なかでも、「開放の窓」を広げていくことは、良好な人間関係や、仕事における強みや課題の整理につながります。「開放の窓」を広げるために、客観的な評価を知ることのできる人事評価や面談が必要なのです。
目標設定や振り返り面談、評価、フィードバック面談がそれぞれ独立して存在するのではなく、PDCAの要素として連動していることを理解しましょう。
そのうえで、「目的はわかっていても、やり方がわからない」というノウハウ不足を解消することも忘れてはなりません。各面談についてフローだけでなく会話例も用意し、演習問題をディスカッションすることで、評価者のスキル向上を図りましょう。
対策5:面談しているのに不満がでる
「評価基準の擦り合わせ」と「面談の望ましい進め方」という2つのアプローチが必要です。
評価基準の擦り合わせ
「評価基準が曖昧」という不満は、「評価者が評価理由を伝えていないこと」と、「評価者と被評価者で評価のものさしが共有できていないこと」が原因です。
評価者は、自社の評価項目について、その内容と「どのような状態・言動が何点なのか」という会社としての期待値を理解しなければなりません。
また、評価者同士で認識にズレがあると評価の甘辛につながります。

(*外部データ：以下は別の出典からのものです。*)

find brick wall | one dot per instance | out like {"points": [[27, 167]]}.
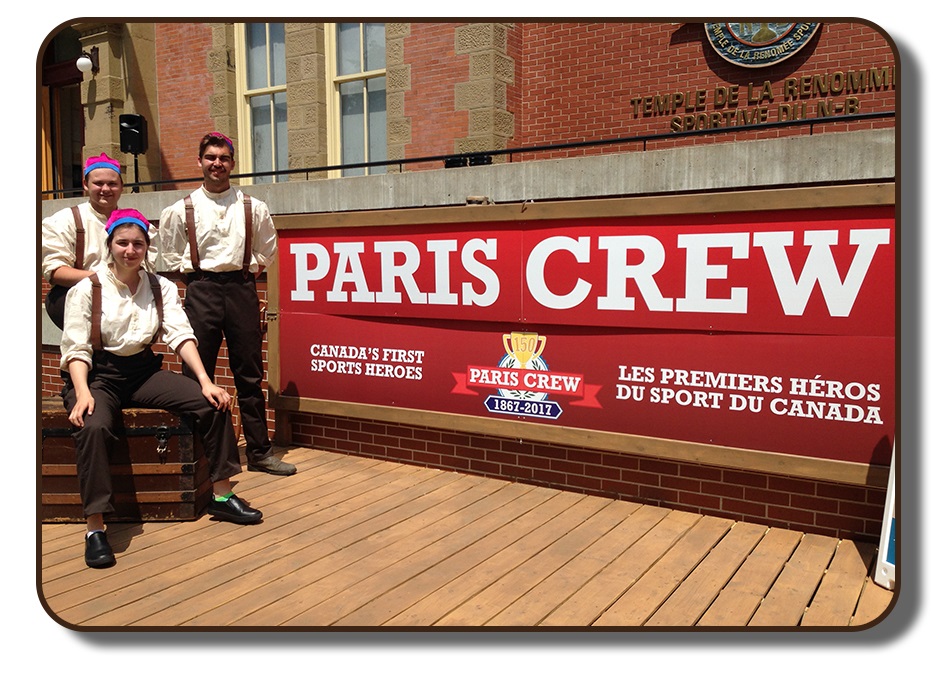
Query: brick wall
{"points": [[429, 105], [811, 506], [184, 84], [577, 79]]}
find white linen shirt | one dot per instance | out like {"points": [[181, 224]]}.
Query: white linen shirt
{"points": [[59, 240], [219, 233], [128, 320]]}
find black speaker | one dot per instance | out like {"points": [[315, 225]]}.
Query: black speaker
{"points": [[133, 137]]}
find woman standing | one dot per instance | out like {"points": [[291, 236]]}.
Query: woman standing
{"points": [[116, 368]]}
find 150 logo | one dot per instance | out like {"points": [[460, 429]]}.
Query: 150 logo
{"points": [[523, 381]]}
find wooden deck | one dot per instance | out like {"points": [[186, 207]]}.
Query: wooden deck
{"points": [[351, 542]]}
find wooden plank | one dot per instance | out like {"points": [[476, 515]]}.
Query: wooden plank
{"points": [[405, 546], [742, 596], [485, 603], [501, 552], [316, 588], [585, 606], [839, 591], [494, 601], [221, 567], [407, 603], [874, 604], [533, 606], [317, 544], [446, 540], [699, 590], [231, 544], [140, 552], [788, 598], [647, 594]]}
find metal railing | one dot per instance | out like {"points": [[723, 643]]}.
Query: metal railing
{"points": [[484, 157]]}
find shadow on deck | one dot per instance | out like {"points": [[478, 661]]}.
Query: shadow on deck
{"points": [[351, 542]]}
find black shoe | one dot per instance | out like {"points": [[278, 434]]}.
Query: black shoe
{"points": [[98, 553], [234, 510], [273, 465]]}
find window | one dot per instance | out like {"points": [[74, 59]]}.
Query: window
{"points": [[264, 120], [359, 121], [62, 117]]}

評価項目や評価基準のマニュアルを定期的に読み合わせ、評価者間でも「ものさし」の擦り合わせを行いましょう。
読み合わせを行い面談に臨むことで、会社として求める基準を被評価者に具体的に提示しながら評価理由を伝えることができます。例えば、以下のような指導なら、どうでしょうか。
上司:今期、Aさんは報連相について自己評価で4点をつけていたね。Aさんとしては、報連相が4点の状態、つまり、周囲の見本になっている状態はどんなイメージをしている?

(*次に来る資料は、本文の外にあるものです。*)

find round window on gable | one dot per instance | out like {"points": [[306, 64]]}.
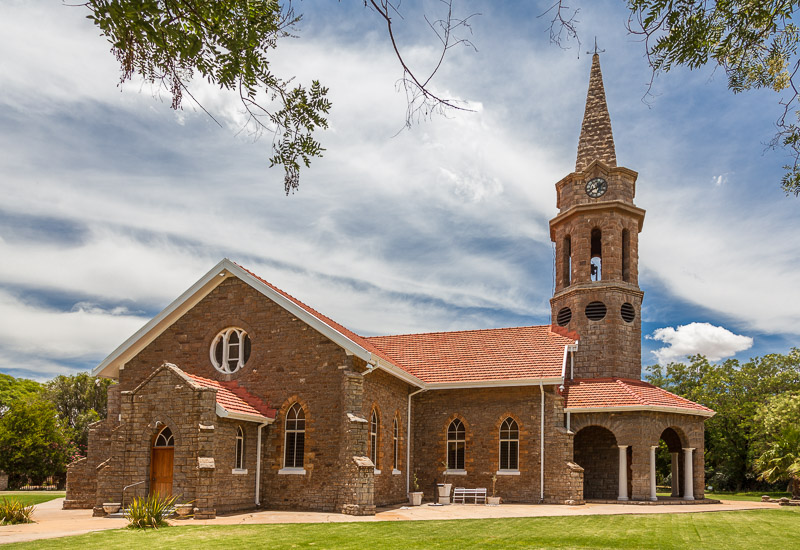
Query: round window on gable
{"points": [[596, 311], [627, 312], [564, 316], [230, 350]]}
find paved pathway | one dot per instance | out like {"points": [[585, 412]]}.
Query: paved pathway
{"points": [[53, 522]]}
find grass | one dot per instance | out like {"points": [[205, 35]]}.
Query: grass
{"points": [[32, 497], [747, 495], [776, 528]]}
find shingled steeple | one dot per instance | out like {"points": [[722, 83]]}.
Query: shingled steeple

部下:そうですね…結論から簡潔な報告ができていれば、4点ではないかと思います。
上司:確かに結論から簡潔な報告をすることは重要だね。だが会社として、それはまだ3点の状態なんだ。
部下:そうだったんですね。
上司:4点の報告だと、例えば「自分の意見や提案を添えて報告する」というようなことを期待しているよ。Aさんなら来期はここに向かっていけると思うから頑張ろう。

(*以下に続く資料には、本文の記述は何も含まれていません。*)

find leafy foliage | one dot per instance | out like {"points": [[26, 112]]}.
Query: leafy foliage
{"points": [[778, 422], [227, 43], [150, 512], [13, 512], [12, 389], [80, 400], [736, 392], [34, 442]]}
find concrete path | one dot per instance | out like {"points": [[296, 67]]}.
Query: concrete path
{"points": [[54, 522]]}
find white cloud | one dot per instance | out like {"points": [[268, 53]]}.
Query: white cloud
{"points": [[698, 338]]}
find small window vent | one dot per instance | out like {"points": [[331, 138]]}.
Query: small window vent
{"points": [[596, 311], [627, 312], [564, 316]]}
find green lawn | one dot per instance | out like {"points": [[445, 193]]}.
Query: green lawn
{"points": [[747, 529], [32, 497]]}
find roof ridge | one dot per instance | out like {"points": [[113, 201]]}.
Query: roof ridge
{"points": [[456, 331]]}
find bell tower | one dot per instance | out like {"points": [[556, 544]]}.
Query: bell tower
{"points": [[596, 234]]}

このように面談で伝えられれば、被評価者は、少なくとも「報連相」に関して3点である理由や、会社が求めているレベルを理解でき、「評価基準が曖昧」といった不満は軽減されます。
面談の望ましい進め方
「面談の望ましい進め方」というアプローチも欠かせません。
「話を聴いてくれていない」「何のための面談かわからない」というような不満は、事前準備や進め方の工夫、スキルによって解消が可能です。
まず、「何のための面談かわからない」という不満を防ぐために、面談を始めるときに面談実施の目的や今日の面談のゴールは何かということを評価者と被評価者双方で確認して進めましょう。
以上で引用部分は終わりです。